Societies are experiencing a change of state, from pre-COVID-19 through the process of developing a treatment and vaccine.  We are being asked to slow the boiling rate from rapid to rolling by implementing physical distancing to minimize the exponential rate, to flatten the curve, of infection.  This is the time to start implementing strategies, approaches and structures that support community resilience development and respect physical distancing.  Below are ideas for your consideration, please feel free to adapt as you see fit.

  • Save the Date! Begin to plan, with your community, a community-wide gathering to reflect, honor and celebrate once it is safe to be together.  Give your community something to look forward to, give them the gift of hope.  Hope has three parts – imagine a better future, imagine a path to that future and imagine yourself on that path.
  • Consider designating physical locations where cards, flowers, artwork, photos, etc. are posted in solidarity with one another. Embedding this in your community now provides a healing opportunity for residents and can be done with physical distancing.  As lockdowns continue to roll out across the country, consider designating some of the locations near groceries and pharmacies. Share the locations on social media to reinforce that ‘we are in this together’.  These artifacts could later be incorporated in the celebration suggested above and serve as one way to capture your community’s journey story.
  • Families, individuals and groups sheltered in place together could work on a skit, music, drumming, creating costume(s), writing poetry, etc. to share with the community. This could be done at the celebration above, an art walk, art parade, or some other event that has local significance.  Communities can create and share the narrative of how they navigated through this time.
  • Check with the press in your area – will they begin to report stories of people who have had COVID-19 and how they navigated that experience? What helped them to be doing so well today? 
  • Consistently illuminate and praise what is working well through social media, radio, local newspapers, newsletters, etc. Are people using social media strategies to create new opportunities to help each other? Are people picking up food from the food bank and delivering it to porches?  Or medications?
  • Stress can lead to violence - how is your community preparing to respond to family violence calls?  Could hot-lines be set up for people who feel that they are losing their self-regulation to call and talk through strategies?  Could this be a time when extreme solo-sports and other strategies for managing self-regulation could be collected and shared about how they are navigating this time?
  • How are family members and friends of people with mental health challenges getting support? Could there be a virtual respite - some people who agree to "be on first" checking in on someone who might be struggling? Checking in could be phone calls, or another communication that the family/friends knows would be ok with the person.
  • Many communities have gangs and all gangs have people providing leadership. If you don’t have connections with the gangs in your area, perhaps law enforcement can work with you to connect with key gang members to ask for their ideas about keeping each other safe during this time.
  • For people who already suffer from anxiety, are there places to post what is going well - or what calms fears? 

 

Supporting community resilience requires respect for community efficacy.  Since there are big economic impacts, perhaps private donations could help with supplies, or stipends, so people feel they have "work" for this time period.  Who doesn’t want to support hope-filled action?
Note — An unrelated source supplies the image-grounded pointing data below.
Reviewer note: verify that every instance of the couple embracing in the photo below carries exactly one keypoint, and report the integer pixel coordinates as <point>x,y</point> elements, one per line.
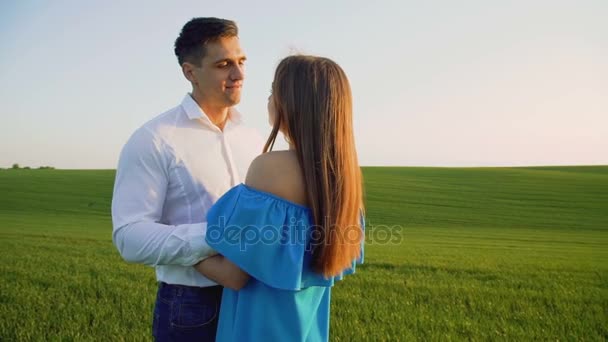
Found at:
<point>247,242</point>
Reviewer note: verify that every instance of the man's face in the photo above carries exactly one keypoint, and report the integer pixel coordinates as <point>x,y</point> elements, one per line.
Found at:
<point>219,79</point>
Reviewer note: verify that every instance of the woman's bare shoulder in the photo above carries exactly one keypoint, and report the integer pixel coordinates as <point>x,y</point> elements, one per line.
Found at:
<point>278,173</point>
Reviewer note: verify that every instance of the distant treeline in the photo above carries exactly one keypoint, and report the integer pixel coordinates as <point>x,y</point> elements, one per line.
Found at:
<point>18,167</point>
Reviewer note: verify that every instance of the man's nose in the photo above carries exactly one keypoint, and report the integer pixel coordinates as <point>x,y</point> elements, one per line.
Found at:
<point>238,73</point>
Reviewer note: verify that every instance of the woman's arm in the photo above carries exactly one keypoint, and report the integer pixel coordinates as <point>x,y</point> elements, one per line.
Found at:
<point>223,272</point>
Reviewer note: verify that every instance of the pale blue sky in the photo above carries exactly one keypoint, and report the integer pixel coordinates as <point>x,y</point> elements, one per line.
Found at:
<point>441,83</point>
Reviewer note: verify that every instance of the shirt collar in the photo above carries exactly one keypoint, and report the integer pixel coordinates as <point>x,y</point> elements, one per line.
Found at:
<point>194,112</point>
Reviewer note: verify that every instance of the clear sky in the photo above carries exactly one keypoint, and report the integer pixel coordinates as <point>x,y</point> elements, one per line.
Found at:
<point>438,83</point>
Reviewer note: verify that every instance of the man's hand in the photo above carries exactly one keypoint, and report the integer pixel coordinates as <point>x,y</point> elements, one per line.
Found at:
<point>223,272</point>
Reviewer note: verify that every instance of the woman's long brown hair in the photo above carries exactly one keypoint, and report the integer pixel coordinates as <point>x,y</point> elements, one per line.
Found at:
<point>313,103</point>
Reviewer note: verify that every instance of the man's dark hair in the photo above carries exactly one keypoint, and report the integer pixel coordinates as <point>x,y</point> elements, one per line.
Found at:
<point>190,45</point>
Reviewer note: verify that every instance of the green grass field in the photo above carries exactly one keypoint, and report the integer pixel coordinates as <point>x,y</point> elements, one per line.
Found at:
<point>473,254</point>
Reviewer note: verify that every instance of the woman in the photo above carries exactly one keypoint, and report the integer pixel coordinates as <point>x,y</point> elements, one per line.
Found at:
<point>295,227</point>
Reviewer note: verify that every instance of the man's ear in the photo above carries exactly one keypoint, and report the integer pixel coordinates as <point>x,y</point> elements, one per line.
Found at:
<point>187,70</point>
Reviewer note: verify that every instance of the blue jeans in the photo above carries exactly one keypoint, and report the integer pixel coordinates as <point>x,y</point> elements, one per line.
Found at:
<point>186,313</point>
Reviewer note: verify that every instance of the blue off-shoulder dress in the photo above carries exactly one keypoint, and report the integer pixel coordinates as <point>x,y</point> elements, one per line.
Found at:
<point>269,238</point>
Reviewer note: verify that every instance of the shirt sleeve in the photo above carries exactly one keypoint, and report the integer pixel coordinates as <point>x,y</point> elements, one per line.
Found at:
<point>137,204</point>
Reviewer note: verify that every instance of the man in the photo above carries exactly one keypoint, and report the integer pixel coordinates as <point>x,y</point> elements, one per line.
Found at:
<point>174,168</point>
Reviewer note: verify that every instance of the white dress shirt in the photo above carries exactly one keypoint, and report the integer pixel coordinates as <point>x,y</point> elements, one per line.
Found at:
<point>170,173</point>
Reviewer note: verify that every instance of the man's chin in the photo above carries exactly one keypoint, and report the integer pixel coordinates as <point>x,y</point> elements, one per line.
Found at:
<point>233,101</point>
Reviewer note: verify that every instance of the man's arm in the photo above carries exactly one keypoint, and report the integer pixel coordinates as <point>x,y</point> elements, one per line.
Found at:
<point>137,204</point>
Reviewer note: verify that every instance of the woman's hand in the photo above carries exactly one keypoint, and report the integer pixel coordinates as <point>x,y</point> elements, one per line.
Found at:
<point>223,272</point>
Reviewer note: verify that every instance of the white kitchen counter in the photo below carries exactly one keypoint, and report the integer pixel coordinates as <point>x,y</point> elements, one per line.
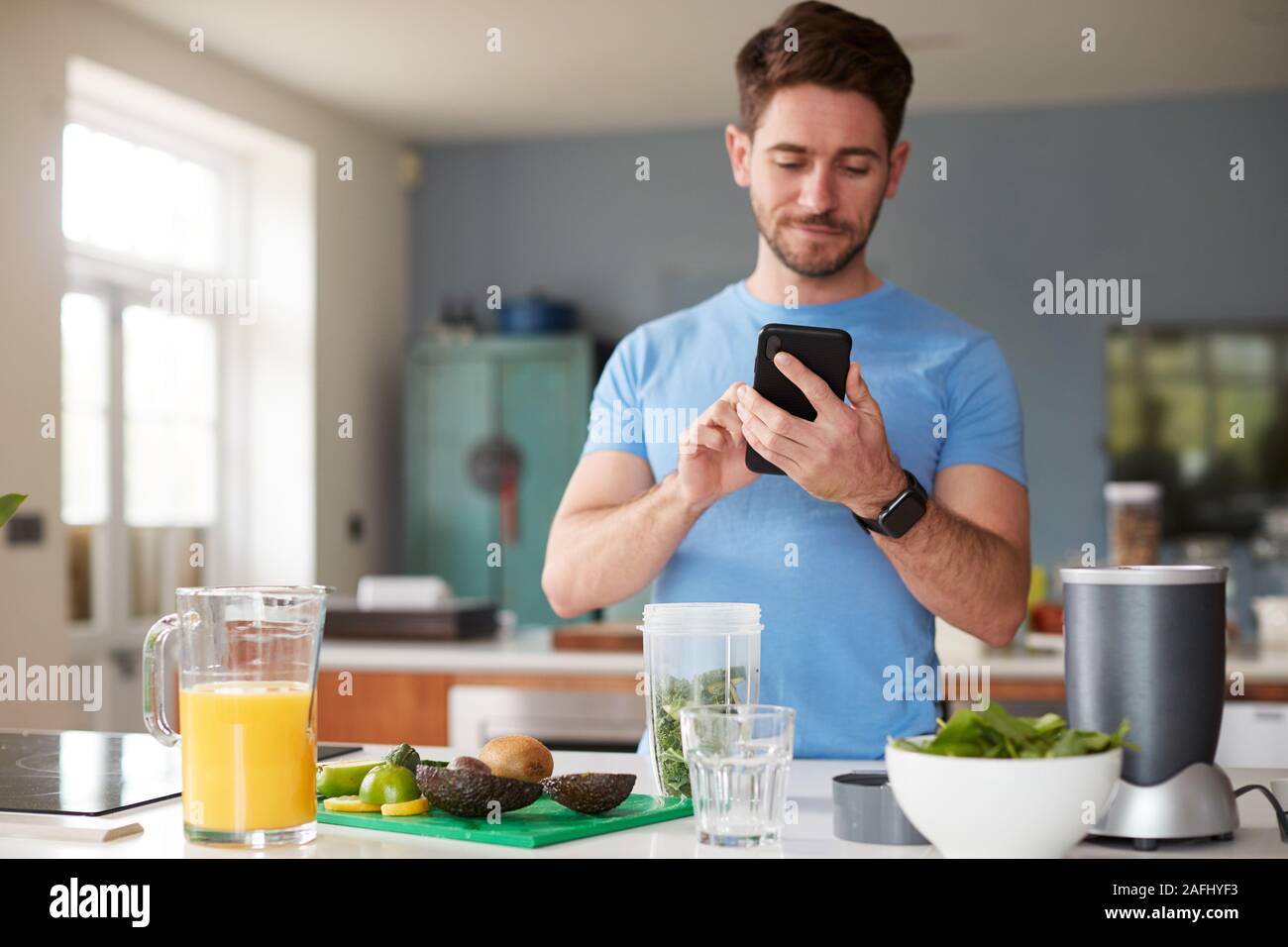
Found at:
<point>810,788</point>
<point>526,652</point>
<point>531,652</point>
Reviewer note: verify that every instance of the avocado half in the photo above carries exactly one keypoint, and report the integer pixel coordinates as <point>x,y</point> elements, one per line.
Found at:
<point>591,793</point>
<point>471,793</point>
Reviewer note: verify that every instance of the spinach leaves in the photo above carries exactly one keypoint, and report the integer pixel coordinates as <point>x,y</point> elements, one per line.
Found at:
<point>719,685</point>
<point>993,732</point>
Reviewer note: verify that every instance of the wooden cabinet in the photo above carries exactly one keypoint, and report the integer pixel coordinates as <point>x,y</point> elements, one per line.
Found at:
<point>468,405</point>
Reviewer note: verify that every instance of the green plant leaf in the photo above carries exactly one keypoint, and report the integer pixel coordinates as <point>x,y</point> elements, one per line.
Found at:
<point>9,504</point>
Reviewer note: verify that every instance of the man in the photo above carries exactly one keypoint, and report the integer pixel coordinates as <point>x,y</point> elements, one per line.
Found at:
<point>818,149</point>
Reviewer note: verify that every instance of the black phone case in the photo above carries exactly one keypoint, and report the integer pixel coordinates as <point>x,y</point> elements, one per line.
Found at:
<point>823,351</point>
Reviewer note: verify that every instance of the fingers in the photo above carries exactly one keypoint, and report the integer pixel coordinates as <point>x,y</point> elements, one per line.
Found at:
<point>858,392</point>
<point>778,421</point>
<point>700,434</point>
<point>781,460</point>
<point>760,433</point>
<point>716,429</point>
<point>810,384</point>
<point>855,388</point>
<point>724,415</point>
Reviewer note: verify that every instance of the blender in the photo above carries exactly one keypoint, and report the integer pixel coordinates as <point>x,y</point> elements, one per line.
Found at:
<point>1147,643</point>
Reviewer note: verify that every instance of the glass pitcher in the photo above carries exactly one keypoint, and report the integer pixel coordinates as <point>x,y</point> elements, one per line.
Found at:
<point>248,711</point>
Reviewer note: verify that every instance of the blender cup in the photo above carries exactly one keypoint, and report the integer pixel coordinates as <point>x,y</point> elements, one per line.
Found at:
<point>696,654</point>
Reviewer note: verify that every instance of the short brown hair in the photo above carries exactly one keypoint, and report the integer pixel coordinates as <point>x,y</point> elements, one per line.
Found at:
<point>837,50</point>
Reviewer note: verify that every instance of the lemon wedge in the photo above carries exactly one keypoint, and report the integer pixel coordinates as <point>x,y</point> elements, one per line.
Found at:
<point>348,804</point>
<point>416,806</point>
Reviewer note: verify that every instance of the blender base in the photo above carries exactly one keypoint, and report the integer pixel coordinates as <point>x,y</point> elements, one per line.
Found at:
<point>1197,802</point>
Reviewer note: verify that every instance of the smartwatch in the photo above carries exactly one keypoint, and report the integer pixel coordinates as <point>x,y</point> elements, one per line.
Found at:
<point>901,514</point>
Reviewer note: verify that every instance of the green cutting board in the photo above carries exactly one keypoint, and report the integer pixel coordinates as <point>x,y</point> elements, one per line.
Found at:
<point>545,822</point>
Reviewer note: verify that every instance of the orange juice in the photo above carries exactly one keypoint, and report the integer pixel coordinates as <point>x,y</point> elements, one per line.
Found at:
<point>249,755</point>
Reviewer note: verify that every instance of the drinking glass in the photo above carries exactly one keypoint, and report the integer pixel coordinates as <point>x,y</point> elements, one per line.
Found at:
<point>738,757</point>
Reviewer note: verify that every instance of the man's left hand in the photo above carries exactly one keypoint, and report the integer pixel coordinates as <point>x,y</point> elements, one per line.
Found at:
<point>842,455</point>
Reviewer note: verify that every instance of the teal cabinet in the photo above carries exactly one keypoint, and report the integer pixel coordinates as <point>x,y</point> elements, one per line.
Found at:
<point>477,411</point>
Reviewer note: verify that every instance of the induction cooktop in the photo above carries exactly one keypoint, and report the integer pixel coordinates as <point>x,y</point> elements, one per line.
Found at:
<point>89,774</point>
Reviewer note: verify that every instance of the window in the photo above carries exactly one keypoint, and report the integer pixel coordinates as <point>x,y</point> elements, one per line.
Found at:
<point>141,416</point>
<point>1205,412</point>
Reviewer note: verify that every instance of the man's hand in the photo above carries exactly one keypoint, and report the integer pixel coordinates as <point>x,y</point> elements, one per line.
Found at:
<point>713,454</point>
<point>841,457</point>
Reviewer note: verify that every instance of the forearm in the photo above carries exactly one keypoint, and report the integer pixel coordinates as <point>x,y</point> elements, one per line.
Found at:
<point>970,578</point>
<point>599,557</point>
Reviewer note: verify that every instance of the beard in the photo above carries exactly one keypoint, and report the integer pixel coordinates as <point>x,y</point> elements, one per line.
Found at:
<point>816,258</point>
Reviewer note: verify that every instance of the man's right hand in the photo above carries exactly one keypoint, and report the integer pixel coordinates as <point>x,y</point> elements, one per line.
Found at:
<point>712,454</point>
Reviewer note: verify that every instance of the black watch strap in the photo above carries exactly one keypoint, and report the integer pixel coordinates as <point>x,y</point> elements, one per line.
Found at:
<point>876,526</point>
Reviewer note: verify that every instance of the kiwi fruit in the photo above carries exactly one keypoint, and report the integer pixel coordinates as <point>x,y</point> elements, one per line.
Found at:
<point>518,758</point>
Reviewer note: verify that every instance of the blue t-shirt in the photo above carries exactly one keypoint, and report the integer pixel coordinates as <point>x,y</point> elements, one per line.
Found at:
<point>836,612</point>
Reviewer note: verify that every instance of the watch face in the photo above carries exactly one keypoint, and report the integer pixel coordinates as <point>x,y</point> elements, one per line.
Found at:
<point>903,514</point>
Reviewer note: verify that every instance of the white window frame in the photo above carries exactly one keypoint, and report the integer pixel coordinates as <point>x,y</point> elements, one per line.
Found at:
<point>121,279</point>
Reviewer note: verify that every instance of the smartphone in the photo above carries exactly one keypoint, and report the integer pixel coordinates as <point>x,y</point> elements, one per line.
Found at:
<point>823,351</point>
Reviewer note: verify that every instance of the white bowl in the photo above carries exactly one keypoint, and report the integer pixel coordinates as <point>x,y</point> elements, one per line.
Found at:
<point>970,806</point>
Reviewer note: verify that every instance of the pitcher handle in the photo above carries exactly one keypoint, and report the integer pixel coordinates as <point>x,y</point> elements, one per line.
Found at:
<point>154,682</point>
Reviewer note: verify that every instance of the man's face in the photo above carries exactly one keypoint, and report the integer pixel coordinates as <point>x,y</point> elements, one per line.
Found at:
<point>816,169</point>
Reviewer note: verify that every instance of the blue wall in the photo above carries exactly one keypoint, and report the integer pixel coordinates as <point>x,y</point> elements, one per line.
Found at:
<point>1136,191</point>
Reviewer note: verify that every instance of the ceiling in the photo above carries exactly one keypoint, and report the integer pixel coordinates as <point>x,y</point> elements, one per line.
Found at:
<point>420,67</point>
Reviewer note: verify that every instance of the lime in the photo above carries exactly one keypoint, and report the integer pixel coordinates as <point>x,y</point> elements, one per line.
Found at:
<point>387,784</point>
<point>343,779</point>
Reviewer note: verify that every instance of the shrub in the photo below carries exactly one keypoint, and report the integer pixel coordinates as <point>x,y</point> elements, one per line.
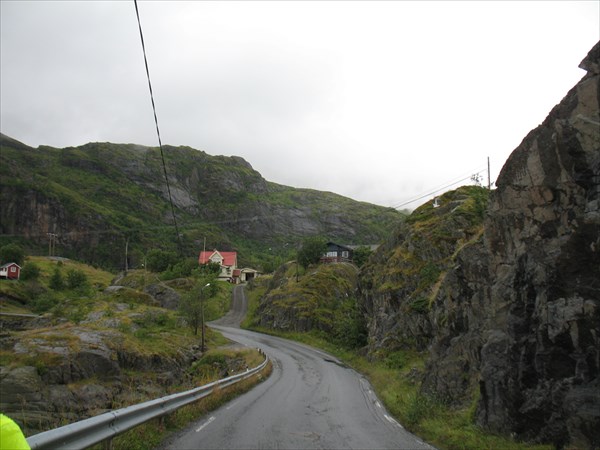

As we lean into the core protective systems to increase community resilience, maintaining social connectedness while practicing physical distancing is important and for an expanding group of people – including those who have shifted from working in an office setting to their home and inmates who are no longer allowed visitors; nearly everyone is experiencing a new sense of isolation. 

Your leadership is so important for reminding people that none of us is truly alone.  We are the ones who are co-creating the future.  What we do during difficult times can provide the seeds for celebration and growth once physical distancing is no longer necessary.